I have the following code which is attempting to normalize the values of an m x n
array (It will be used as input to a neural network, where m
is the number of training examples and n
is the number of features).
However, when I inspect the array in the interpreter after the script runs, I see that the values are not normalized; that is, they still have the original values. I guess this is because the assignment to the array
variable inside the function is only seen within the function.
How can I do this normalization in place? Or do I have to return a new array from the normalize function?
import numpy
def normalize(array, imin = -1, imax = 1):
"""I = Imin + (Imax-Imin)*(D-Dmin)/(Dmax-Dmin)"""
dmin = array.min()
dmax = array.max()
array = imin + (imax - imin)*(array - dmin)/(dmax - dmin)
print array[0]
def main():
array = numpy.loadtxt('test.csv', delimiter=',', skiprows=1)
for column in array.T:
normalize(column)
return array
if __name__ == "__main__":
a = main()
If you want to apply mathematical operations to a numpy array in-place, you can simply use the standard in-place operators +=
, -=
, /=
, etc. So for example:
>>> def foo(a):
... a += 10
...
>>> a = numpy.arange(10)
>>> a
array([0, 1, 2, 3, 4, 5, 6, 7, 8, 9])
>>> foo(a)
>>> a
array([10, 11, 12, 13, 14, 15, 16, 17, 18, 19])

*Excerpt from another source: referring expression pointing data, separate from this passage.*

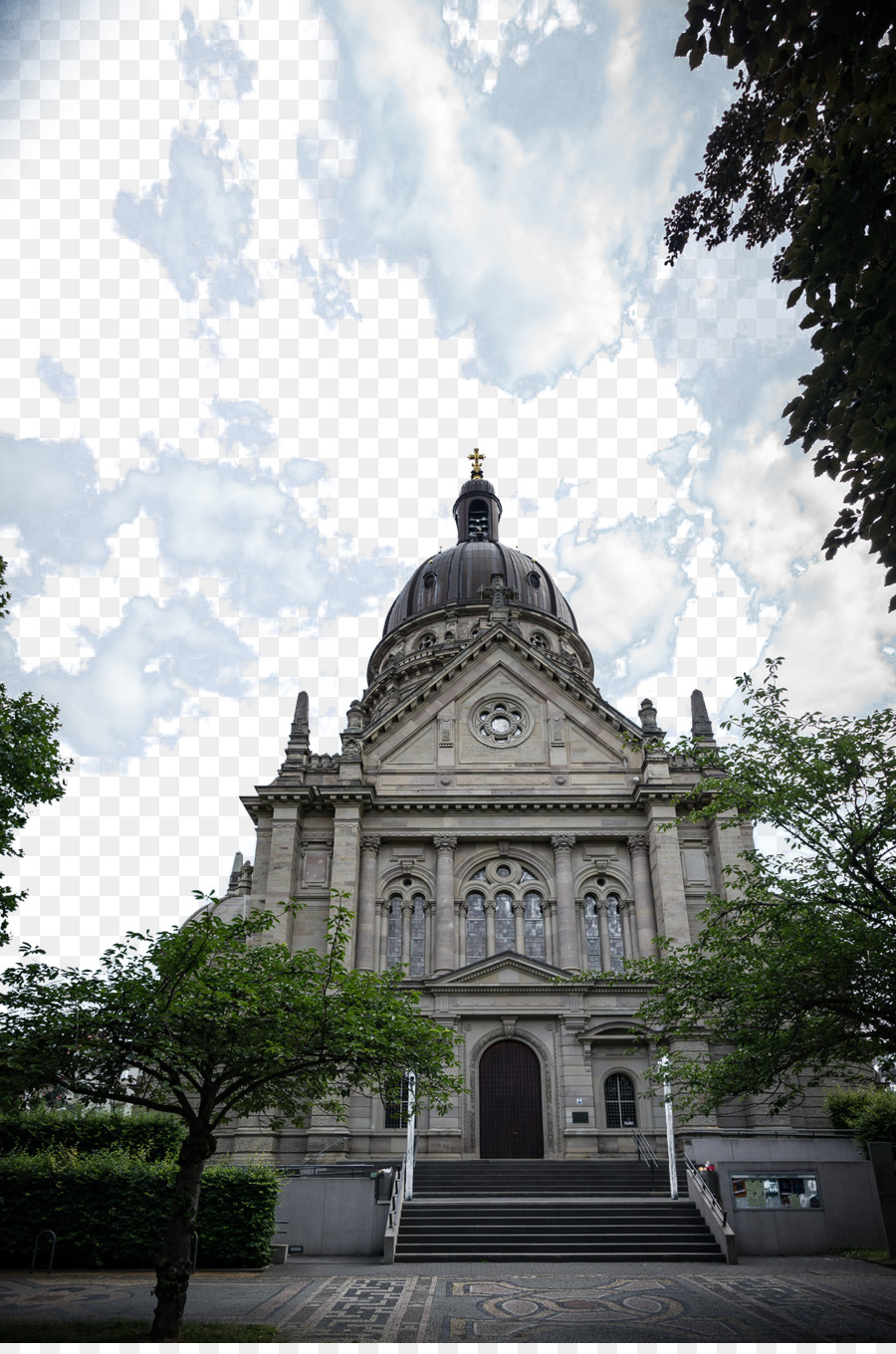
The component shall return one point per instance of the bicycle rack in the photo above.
(37, 1241)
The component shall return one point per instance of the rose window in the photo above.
(500, 722)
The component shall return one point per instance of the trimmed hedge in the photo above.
(110, 1210)
(153, 1136)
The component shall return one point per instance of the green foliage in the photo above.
(808, 152)
(207, 1023)
(112, 1210)
(30, 768)
(790, 981)
(868, 1114)
(151, 1135)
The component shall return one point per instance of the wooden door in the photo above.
(511, 1102)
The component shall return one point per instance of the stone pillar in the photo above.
(283, 867)
(263, 853)
(444, 947)
(567, 926)
(367, 903)
(629, 941)
(669, 886)
(429, 936)
(644, 911)
(489, 906)
(346, 849)
(460, 931)
(407, 913)
(380, 936)
(549, 913)
(519, 926)
(602, 921)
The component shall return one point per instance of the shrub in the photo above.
(868, 1114)
(110, 1210)
(153, 1136)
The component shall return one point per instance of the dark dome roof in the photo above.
(456, 575)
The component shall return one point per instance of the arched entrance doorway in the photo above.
(511, 1101)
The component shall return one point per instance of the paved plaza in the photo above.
(786, 1300)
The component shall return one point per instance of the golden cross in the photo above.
(477, 463)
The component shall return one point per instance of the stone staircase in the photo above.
(550, 1211)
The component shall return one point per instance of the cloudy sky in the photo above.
(267, 281)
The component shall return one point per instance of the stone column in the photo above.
(367, 903)
(460, 931)
(669, 886)
(519, 926)
(629, 941)
(346, 849)
(644, 913)
(380, 936)
(489, 906)
(262, 853)
(567, 925)
(444, 947)
(407, 913)
(283, 867)
(602, 921)
(549, 909)
(582, 929)
(429, 936)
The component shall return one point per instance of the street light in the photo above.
(670, 1132)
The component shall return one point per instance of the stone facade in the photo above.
(496, 823)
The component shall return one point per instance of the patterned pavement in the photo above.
(825, 1301)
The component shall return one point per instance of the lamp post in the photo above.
(670, 1132)
(409, 1150)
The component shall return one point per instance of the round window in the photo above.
(500, 722)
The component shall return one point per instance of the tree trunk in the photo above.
(173, 1263)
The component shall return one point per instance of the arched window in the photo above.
(417, 937)
(534, 925)
(504, 921)
(618, 1097)
(475, 928)
(593, 933)
(614, 925)
(394, 931)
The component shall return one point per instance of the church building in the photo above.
(498, 824)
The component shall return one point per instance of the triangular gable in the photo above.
(582, 706)
(505, 969)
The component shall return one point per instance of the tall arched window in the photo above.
(503, 921)
(618, 1097)
(394, 931)
(593, 933)
(475, 928)
(614, 924)
(417, 937)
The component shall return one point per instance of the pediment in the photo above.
(507, 969)
(560, 713)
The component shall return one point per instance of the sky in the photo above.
(267, 279)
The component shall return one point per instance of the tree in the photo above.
(211, 1022)
(791, 981)
(30, 768)
(808, 152)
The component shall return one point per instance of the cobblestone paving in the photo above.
(560, 1304)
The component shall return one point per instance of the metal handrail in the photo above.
(711, 1199)
(646, 1154)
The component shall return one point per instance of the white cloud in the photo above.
(629, 590)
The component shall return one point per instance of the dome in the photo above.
(455, 577)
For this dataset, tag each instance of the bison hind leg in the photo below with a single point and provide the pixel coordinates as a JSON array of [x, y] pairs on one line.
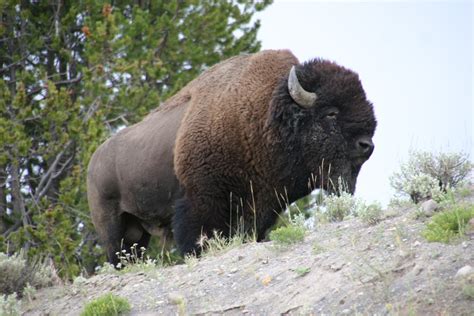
[[135, 236], [186, 231]]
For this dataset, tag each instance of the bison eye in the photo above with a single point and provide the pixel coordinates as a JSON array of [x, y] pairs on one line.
[[332, 115]]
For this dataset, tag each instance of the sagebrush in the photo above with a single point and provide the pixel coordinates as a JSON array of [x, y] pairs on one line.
[[426, 174]]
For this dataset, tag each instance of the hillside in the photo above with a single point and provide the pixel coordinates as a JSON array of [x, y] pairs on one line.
[[340, 268]]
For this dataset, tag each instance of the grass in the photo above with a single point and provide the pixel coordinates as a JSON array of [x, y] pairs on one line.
[[288, 235], [219, 243], [371, 214], [10, 305], [449, 224], [108, 304], [17, 273]]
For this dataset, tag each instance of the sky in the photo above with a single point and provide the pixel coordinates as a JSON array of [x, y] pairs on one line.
[[414, 60]]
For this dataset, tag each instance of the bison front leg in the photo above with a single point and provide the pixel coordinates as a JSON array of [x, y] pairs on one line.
[[193, 222], [118, 231]]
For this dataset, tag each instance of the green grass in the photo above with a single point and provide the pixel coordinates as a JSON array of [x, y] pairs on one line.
[[287, 235], [108, 304], [449, 224]]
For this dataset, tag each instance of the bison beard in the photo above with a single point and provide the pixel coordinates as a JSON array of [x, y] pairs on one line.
[[232, 148]]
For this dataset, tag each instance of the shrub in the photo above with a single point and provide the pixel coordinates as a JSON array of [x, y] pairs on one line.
[[291, 233], [10, 305], [425, 174], [108, 304], [371, 214], [338, 207], [448, 224], [17, 272]]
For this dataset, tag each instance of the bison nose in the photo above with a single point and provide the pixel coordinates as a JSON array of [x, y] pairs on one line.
[[365, 146]]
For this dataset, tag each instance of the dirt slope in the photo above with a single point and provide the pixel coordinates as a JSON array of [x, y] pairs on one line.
[[353, 268]]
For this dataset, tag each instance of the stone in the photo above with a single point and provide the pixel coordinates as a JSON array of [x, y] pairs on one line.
[[464, 271]]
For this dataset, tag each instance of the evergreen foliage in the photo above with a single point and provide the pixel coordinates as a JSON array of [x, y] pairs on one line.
[[72, 73]]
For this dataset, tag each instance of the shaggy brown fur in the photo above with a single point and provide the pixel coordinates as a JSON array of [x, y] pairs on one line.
[[230, 149]]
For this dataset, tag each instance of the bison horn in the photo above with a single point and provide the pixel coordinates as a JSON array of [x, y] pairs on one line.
[[301, 96]]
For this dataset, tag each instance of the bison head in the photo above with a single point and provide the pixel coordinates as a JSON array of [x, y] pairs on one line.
[[324, 124]]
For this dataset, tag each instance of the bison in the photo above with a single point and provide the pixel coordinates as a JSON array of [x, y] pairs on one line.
[[230, 150]]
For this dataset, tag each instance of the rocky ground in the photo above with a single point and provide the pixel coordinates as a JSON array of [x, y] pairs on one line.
[[340, 268]]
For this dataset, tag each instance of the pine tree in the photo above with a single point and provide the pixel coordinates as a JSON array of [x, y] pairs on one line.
[[74, 72]]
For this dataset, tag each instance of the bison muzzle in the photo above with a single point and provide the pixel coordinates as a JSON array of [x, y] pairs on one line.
[[230, 150]]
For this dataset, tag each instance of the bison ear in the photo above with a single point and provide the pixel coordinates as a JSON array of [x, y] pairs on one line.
[[304, 98]]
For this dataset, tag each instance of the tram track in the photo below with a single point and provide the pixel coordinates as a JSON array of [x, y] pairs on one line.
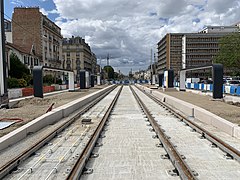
[[206, 155], [231, 152]]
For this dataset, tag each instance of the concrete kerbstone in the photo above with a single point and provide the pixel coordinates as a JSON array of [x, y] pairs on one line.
[[47, 119], [13, 137]]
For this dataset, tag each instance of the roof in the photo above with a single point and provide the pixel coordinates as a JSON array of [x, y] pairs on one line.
[[20, 49]]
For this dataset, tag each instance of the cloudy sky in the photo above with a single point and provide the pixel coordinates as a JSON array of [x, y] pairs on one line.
[[129, 29]]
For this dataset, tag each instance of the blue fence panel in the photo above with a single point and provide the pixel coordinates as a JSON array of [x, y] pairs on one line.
[[233, 89], [196, 86], [238, 91], [211, 87]]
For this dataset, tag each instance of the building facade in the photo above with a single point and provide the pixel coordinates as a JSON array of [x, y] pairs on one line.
[[77, 56], [35, 33], [177, 50], [8, 30], [28, 59]]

The in-place version of these operations is a tad faster to boot, especially for larger arrays:
>>> def normalize_inplace(array, imin=-1, imax=1):
... dmin = array.min()
... dmax = array.max()
... array -= dmin
... array *= imax - imin
... array /= dmax - dmin
... array += imin
...
>>> def normalize_copy(array, imin=-1, imax=1):
... dmin = array.min()
... dmax = array.max()
... return imin + (imax - imin) * (array - dmin) / (dmax - dmin)
...
>>> a = numpy.arange(10000, dtype='f')
>>> %timeit normalize_inplace(a)
10000 loops, best of 3: 144 us per loop
>>> %timeit normalize_copy(a)
10000 loops, best of 3: 146 us per loop
>>> a = numpy.arange(1000000, dtype='f')
>>> %timeit normalize_inplace(a)
100 loops, best of 3: 12.8 ms per loop
>>> %timeit normalize_copy(a)
100 loops, best of 3: 16.4 ms per loop